Im Ergebnis erachten wir es als empfehlenswert, die Vertretung des Apothekenleiters durch Abschluss eines befristeten Arbeitsvertrages zu regeln.
Es wird daher ein Arbeitsvertragsformular, das ein solches sachgrundbefristetes Arbeitsverhältnis regelt, auf der Homepage der TGL Nordrhein hinterlegt werden.

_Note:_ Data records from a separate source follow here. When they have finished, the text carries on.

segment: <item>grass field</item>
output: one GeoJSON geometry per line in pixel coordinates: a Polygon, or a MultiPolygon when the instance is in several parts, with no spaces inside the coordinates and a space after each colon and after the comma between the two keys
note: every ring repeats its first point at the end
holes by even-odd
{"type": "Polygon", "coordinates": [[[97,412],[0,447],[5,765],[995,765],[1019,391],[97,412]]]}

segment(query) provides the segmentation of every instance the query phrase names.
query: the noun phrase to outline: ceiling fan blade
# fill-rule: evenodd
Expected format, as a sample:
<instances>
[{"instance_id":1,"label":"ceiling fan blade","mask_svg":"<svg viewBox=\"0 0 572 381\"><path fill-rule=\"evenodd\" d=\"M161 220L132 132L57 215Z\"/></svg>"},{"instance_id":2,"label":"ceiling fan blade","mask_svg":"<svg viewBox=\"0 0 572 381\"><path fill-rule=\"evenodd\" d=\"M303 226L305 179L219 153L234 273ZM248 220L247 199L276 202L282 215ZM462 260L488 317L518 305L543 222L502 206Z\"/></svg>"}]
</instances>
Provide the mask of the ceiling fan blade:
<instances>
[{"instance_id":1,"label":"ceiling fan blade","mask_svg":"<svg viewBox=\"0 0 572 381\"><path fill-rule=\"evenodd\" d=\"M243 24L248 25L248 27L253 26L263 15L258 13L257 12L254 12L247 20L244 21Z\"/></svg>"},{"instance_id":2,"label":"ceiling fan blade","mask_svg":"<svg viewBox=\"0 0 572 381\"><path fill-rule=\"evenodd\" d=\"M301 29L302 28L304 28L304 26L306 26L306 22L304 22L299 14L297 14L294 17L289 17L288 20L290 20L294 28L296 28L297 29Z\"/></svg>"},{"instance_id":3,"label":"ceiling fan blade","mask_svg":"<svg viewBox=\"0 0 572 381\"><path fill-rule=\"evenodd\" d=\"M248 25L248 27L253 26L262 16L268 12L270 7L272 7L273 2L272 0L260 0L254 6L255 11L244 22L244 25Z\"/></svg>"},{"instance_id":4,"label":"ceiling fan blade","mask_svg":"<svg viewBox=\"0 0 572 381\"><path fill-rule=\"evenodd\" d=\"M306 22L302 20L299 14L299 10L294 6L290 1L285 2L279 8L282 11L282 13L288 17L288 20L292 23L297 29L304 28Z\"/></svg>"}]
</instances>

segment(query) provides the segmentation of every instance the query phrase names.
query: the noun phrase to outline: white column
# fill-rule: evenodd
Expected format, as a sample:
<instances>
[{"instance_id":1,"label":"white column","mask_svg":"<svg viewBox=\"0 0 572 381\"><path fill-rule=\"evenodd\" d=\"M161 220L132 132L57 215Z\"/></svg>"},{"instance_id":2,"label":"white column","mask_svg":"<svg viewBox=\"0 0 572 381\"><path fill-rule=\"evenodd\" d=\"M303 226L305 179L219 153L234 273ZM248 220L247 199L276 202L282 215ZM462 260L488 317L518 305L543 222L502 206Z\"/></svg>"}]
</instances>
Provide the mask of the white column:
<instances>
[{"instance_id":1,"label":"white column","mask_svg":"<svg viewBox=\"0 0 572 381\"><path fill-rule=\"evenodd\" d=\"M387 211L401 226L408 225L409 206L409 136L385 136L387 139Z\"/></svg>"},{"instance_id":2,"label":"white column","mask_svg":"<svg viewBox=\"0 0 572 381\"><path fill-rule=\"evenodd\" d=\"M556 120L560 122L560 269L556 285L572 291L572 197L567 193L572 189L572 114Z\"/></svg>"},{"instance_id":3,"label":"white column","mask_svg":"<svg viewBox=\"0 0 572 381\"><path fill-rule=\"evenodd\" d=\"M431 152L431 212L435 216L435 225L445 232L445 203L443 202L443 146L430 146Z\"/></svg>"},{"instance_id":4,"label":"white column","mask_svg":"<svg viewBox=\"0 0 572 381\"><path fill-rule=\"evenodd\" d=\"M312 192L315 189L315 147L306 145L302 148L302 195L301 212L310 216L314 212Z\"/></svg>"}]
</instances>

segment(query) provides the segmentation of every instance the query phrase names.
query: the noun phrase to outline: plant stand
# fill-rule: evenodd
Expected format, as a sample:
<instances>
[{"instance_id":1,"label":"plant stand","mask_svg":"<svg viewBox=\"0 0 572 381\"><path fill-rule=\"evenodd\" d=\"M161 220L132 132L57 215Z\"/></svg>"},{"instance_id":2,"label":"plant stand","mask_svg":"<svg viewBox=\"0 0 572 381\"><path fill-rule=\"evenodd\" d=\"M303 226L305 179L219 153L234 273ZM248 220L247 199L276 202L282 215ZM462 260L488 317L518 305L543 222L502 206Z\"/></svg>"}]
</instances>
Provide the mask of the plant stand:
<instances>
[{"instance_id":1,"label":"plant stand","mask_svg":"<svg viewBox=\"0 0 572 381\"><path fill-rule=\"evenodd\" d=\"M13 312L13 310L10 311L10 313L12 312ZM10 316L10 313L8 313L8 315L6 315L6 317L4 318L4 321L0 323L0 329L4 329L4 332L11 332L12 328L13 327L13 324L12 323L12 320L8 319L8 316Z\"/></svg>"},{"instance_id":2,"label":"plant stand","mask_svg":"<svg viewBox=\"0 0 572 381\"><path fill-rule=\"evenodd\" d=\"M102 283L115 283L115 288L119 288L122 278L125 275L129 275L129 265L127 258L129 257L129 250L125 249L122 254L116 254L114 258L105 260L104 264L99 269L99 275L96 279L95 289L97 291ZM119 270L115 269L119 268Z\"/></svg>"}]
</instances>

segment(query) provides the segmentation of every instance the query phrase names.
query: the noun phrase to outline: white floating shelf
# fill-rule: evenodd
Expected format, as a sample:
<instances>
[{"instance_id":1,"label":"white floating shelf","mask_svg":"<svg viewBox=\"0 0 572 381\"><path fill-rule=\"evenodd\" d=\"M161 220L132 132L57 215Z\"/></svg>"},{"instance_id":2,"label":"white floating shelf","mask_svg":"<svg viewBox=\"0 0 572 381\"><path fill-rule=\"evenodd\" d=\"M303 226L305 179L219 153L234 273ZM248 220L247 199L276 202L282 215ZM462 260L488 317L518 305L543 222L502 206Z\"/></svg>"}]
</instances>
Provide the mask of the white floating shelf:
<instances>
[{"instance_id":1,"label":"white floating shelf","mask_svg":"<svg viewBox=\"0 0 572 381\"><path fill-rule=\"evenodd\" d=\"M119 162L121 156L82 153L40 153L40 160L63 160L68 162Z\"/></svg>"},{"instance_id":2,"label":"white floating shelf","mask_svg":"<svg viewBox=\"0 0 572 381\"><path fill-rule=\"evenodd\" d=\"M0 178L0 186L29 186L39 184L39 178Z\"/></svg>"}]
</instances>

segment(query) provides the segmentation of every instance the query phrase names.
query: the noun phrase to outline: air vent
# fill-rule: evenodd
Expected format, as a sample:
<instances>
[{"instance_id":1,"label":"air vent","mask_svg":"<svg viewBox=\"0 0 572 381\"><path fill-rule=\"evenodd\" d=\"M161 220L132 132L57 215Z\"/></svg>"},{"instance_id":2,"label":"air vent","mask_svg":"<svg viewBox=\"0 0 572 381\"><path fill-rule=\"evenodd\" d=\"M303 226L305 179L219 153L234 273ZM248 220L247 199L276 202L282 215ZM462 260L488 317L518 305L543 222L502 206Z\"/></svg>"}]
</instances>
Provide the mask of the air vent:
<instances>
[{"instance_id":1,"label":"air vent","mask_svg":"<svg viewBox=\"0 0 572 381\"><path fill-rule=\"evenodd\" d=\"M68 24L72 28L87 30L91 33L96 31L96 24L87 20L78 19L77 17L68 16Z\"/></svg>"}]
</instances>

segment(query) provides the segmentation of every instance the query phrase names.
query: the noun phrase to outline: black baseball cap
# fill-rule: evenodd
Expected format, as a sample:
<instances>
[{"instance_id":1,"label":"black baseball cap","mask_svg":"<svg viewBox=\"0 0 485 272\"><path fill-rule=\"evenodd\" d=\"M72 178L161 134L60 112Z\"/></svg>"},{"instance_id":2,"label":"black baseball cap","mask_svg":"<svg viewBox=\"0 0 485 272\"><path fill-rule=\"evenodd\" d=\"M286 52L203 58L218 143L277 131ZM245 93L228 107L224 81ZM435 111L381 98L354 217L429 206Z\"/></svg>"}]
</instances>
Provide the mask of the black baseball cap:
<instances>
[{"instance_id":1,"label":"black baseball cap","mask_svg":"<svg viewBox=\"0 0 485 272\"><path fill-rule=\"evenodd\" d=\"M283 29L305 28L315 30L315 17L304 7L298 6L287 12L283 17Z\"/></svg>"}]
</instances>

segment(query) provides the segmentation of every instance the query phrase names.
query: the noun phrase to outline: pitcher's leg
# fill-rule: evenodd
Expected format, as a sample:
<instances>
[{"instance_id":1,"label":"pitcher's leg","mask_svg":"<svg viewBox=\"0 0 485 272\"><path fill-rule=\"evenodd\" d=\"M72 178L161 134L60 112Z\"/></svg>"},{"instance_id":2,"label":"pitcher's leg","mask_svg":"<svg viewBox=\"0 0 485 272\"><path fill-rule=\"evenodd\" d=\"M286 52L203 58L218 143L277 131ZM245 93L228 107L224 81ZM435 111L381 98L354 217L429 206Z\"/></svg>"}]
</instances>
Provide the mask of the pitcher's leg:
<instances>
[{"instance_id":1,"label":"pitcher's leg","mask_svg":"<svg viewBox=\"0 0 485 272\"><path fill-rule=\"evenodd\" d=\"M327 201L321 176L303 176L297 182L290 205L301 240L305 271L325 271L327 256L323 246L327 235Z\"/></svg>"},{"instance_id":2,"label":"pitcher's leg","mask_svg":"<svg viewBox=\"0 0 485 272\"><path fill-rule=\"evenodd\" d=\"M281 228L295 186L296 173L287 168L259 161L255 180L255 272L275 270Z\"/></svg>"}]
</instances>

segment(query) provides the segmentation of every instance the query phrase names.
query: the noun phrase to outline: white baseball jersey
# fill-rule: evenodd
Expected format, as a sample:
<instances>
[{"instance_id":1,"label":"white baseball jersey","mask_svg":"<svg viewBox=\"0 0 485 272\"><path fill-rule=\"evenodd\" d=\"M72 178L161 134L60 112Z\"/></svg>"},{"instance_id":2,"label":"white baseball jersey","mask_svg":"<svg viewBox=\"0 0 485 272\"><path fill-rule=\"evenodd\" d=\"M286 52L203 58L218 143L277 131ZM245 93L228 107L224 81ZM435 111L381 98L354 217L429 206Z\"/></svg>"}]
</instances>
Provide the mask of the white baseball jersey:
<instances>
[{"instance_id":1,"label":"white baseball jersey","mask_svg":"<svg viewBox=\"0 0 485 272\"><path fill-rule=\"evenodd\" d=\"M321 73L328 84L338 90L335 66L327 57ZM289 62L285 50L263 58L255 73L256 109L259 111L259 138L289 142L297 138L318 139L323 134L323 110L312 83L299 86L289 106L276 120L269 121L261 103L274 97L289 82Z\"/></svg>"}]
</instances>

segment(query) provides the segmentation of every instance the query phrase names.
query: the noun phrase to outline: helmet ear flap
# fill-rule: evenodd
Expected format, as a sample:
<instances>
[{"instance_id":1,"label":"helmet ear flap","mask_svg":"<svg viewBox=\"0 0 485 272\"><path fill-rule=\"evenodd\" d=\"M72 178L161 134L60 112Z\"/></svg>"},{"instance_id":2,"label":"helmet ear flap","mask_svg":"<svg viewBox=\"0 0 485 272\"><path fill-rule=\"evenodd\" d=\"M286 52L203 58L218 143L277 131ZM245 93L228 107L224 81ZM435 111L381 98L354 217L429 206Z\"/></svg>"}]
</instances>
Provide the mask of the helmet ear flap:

Als letzten Aspekt möchte ich noch auf u.U. bestehende haftungsrechtliche Aspekte hinweisen. Im Falle eines Haftpflichtschadens wäre zu klären, wer insoweit einstandspflichtig ist.
Arbeitnehmer, auch die befristet zur Vertretung beschäftigter Arbeitnehmer, unterfallen regelmäßig den durch den Apothekenleiter abgeschlossenen Haftpflichtversicherungsvertrag. Der selbstständige Vertreter hingegen muss über eine eigene Haftpflichtversicherung verfügen.

Auch um Unklarheiten im Haftungsfall zu vermeiden, sollte ein befristetes Arbeitsverhältnis abgeschlossen werden.

Nachtrag vom 01.02.2013:
Am 31.01.2013 wurden die Gründe der o.g. Aufhebung bekannt.
Diese erfolgte zwar aus formellen Gründen. Es wurde aber ergänzend darauf hingewiesen, dass die Begründung (apothekenrechtlichen) Unrechtmäßigkeit der freiberuflichen Vertretertätigkeit auch aus materiell-rechtlichen Gründen keinen Bestand haben dürfte.

In der Sache selbst ändert sich unsere rechtlichen Einschätzung indessen nicht.
Wir hatten dargelegt, dass die Entscheidung des Berufsgerichts für Heilberufe, das durch die o.g. genannte Entscheidung aufgehoben wurde, sich ausschließlich mit der apothekenrechtlichen Zulässigkeit beschäftigte; dies zudem – wie vorgetragen wurde -mit einer wenig überzeugenden Argumentation.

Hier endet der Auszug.